A superdireita
É tentador subestimar a extrema-direita para serenar a nossa existência, mas como a reeleição de Trump nos EUA demonstra, ela está para ficar.
Uma aura está a preencher os espaços na malha do tecido social português. Iniciou-se subtil, quase intangível, como uma translúcida neblina de fim de tarde. Languidamente foi ganhando força, na espiral dos ventos agitados destes nossos tempos, do dia a dia complicado e desesperançado, daqueles que acham que vivem e não conseguem sair da cepa torta, ignorados e escarnecidos pelos bem-sucedidos, pelos que dominam a opinião dos jornais e das televisões, das escolas, universidades e partidos políticos. Muitos, assim, foram ganhando a revolta que foi acicatando os seus ódios. Cada sucesso de uns significando a derrota dos outros. Cada tese gerando a sua antítese. Alimentando uma lógica de clã, de nós contra eles, que acelera a discórdia e acentua a polarização.
O que está feito, feito está. Não dá para fazer a máquina do tempo voltar atrás e corrigir os erros do passado. O Ocidente está numa espiral descendente de progresso material e igualdade social. Uma parte do corpo político insistiu em aplicar as medidas da economia do individualismo e da insensibilidade, condenando segmentos inteiros da sociedade à estagnação ou ao desemprego. E quando já não havia mais gorduras para retirar ou reduzir, levou o emprego para o outro lado do planeta.
Este é o solo onde a extrema-direita floresce. O descontentamento é o que os seus representantes procuram, defensores incondicionais dos anseios dos deixados para trás, ignorando uma democracia que consideram elitista e depravada. Defesa acicatada, sem papas na língua nem vergonha na cara. Este é o teste decisivo do político ultramontano. Enquanto os políticos conservadores exibem certo decoro e contenção no discurso, resultado de anos de condicionamento e autocontrolo, nunca se comprometendo com nada, nunca exibindo a sua verdadeira opinião, o político ultramontano não tem inibições. O seu teste de algodão é dizer algo horrível e duvidoso com um sorriso no rosto, para agradar às suas multidões. Vai direto à jugular, onde estão os votos, dizendo aos quatro ventos e em todos os lugares aquilo que muitos sempre disseram em privado e outros tantos não têm coragem de admitir. Ou, por outras palavras, reproduz aquilo que muitos querem que seja dito. Essa é, na verdade, a sua maior vantagem. O seu superpoder. E o efeito é explosivo, ao mesmo tempo catártico e purgador. A cada palavra, há quem veja as suas convicções validadas; em cada sentença, as poucas dúvidas que pudessem ter ficam eliminadas. Estamos no território da política da emoção sem razão.

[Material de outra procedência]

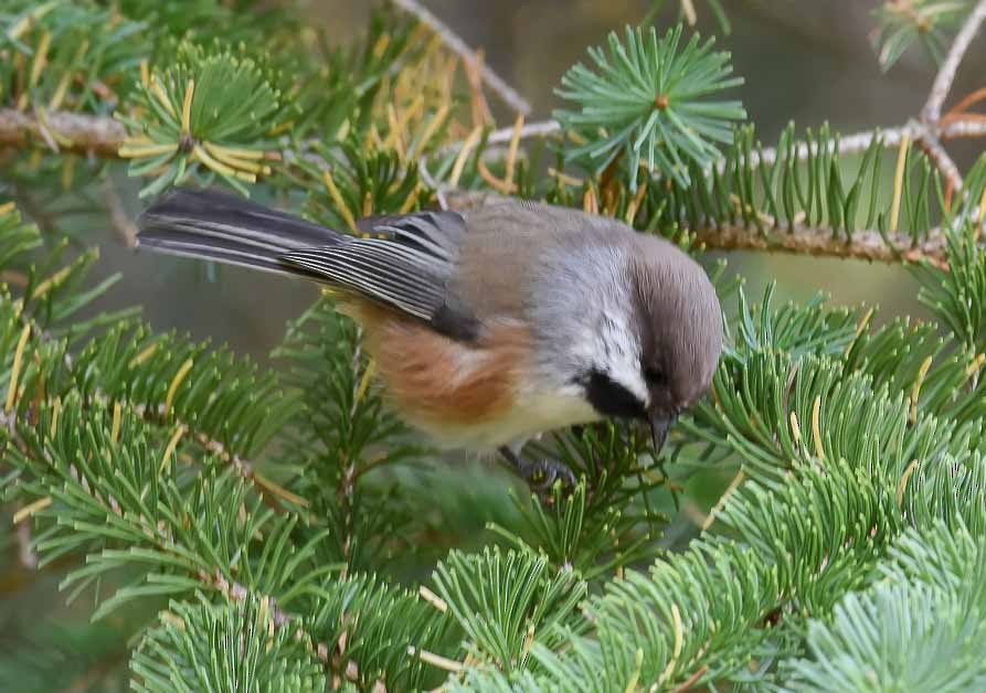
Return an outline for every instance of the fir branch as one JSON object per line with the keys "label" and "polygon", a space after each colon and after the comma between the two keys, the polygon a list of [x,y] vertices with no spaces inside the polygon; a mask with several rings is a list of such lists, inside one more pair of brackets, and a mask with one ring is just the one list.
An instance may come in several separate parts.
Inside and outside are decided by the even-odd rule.
{"label": "fir branch", "polygon": [[979,25],[984,20],[986,20],[986,0],[979,0],[968,18],[966,18],[962,30],[956,34],[955,40],[952,42],[952,47],[948,50],[948,55],[935,76],[927,102],[921,110],[921,119],[925,122],[934,124],[941,118],[942,105],[952,89],[955,73],[958,72],[958,66],[965,57],[965,52],[979,31]]}
{"label": "fir branch", "polygon": [[[486,204],[496,204],[500,195],[468,190],[446,190],[445,199],[449,209],[469,210]],[[709,250],[764,250],[792,255],[814,255],[842,257],[880,263],[916,263],[929,259],[935,265],[945,260],[945,237],[937,231],[929,234],[924,242],[913,243],[904,233],[881,234],[879,231],[856,231],[847,242],[833,238],[831,231],[817,226],[797,224],[791,233],[765,234],[755,226],[723,224],[689,230],[695,241]],[[886,235],[886,238],[884,238]],[[890,241],[890,244],[887,242]]]}
{"label": "fir branch", "polygon": [[36,141],[59,151],[117,158],[127,137],[120,122],[108,116],[52,111],[33,116],[0,108],[0,145],[26,149]]}
{"label": "fir branch", "polygon": [[[442,41],[456,54],[458,54],[466,63],[477,63],[476,52],[473,51],[466,42],[463,41],[452,29],[442,20],[435,17],[427,8],[422,6],[417,0],[391,0],[396,7],[404,12],[413,14],[417,21],[431,29],[433,32],[442,36]],[[499,96],[505,104],[510,106],[515,111],[524,116],[531,113],[531,105],[523,96],[517,93],[502,77],[492,71],[489,65],[481,63],[479,72],[483,81]]]}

O objetivo sempre foi tornarem-se os heróis dos revoltados e descontentes, mártires no ciclo mediático e mártires nas mãos das elites instaladas. Alguém, nas redes sociais, congratula-se com a morte de Odair Moniz. Depois retira a publicação, como se fosse um acidente. Talvez lapso descontrolado de algum bárbaro, podemos pensar. Não, na verdade, apenas mais um ato premeditado, disfarçado de acidente. Um ato provocatório de um troll da internet, desenhado para escarnecer da morte de alguém e enfurecer a “esquerdalha”. Acrescente-se depois que é para condecorar o polícia, para atirar mais a matar, para nos livrarmos da “rascaria”. Depois chegam os atos de vandalismo, criminoso, que eles próprios acicataram com a sua retórica incendiária, para confirmar as suas nefastas convicções. E quando chegam as queixas-crime, ouro sobre azul. A “perseguição” das elites, que usam a justiça para, a seu bel-prazer, punir e intimidar, consuma o processo e entroniza os heróis.
Os atos de vandalismo da última semana foram, para a extrema-direita, o filme ideal para as suas legendas de desprezo e ódio e para a sua agenda de conquista de poder pela ignomínia. E já existem sondagens a demonstrar o sucesso das suas táticas. Estão numa posição confortável, à espera da oportunidade para continuar a dizer as “verdades” em ciclos sucessivos de indignação seguidos de vitimização. Depois, com paciência e um pouco de sorte, é ultrapassar em votos o centro-direita e ver quanto tempo dura o cordão sanitário, quando a tribo se começar a sobrepor à moderação.
É tentador subestimar a extrema-direita para serenar a nossa existência, mas como a nova eleição de Trump nos EUA demonstra, ela está para ficar. Portanto, aqui entre nós, é preciso ter coragem agora, desmascarar claramente as suas mentiras e evitar cair em falsas equivalências daqueles que, intencionalmente ou não, acabam por ajudá-los. Antes que seja tarde demais.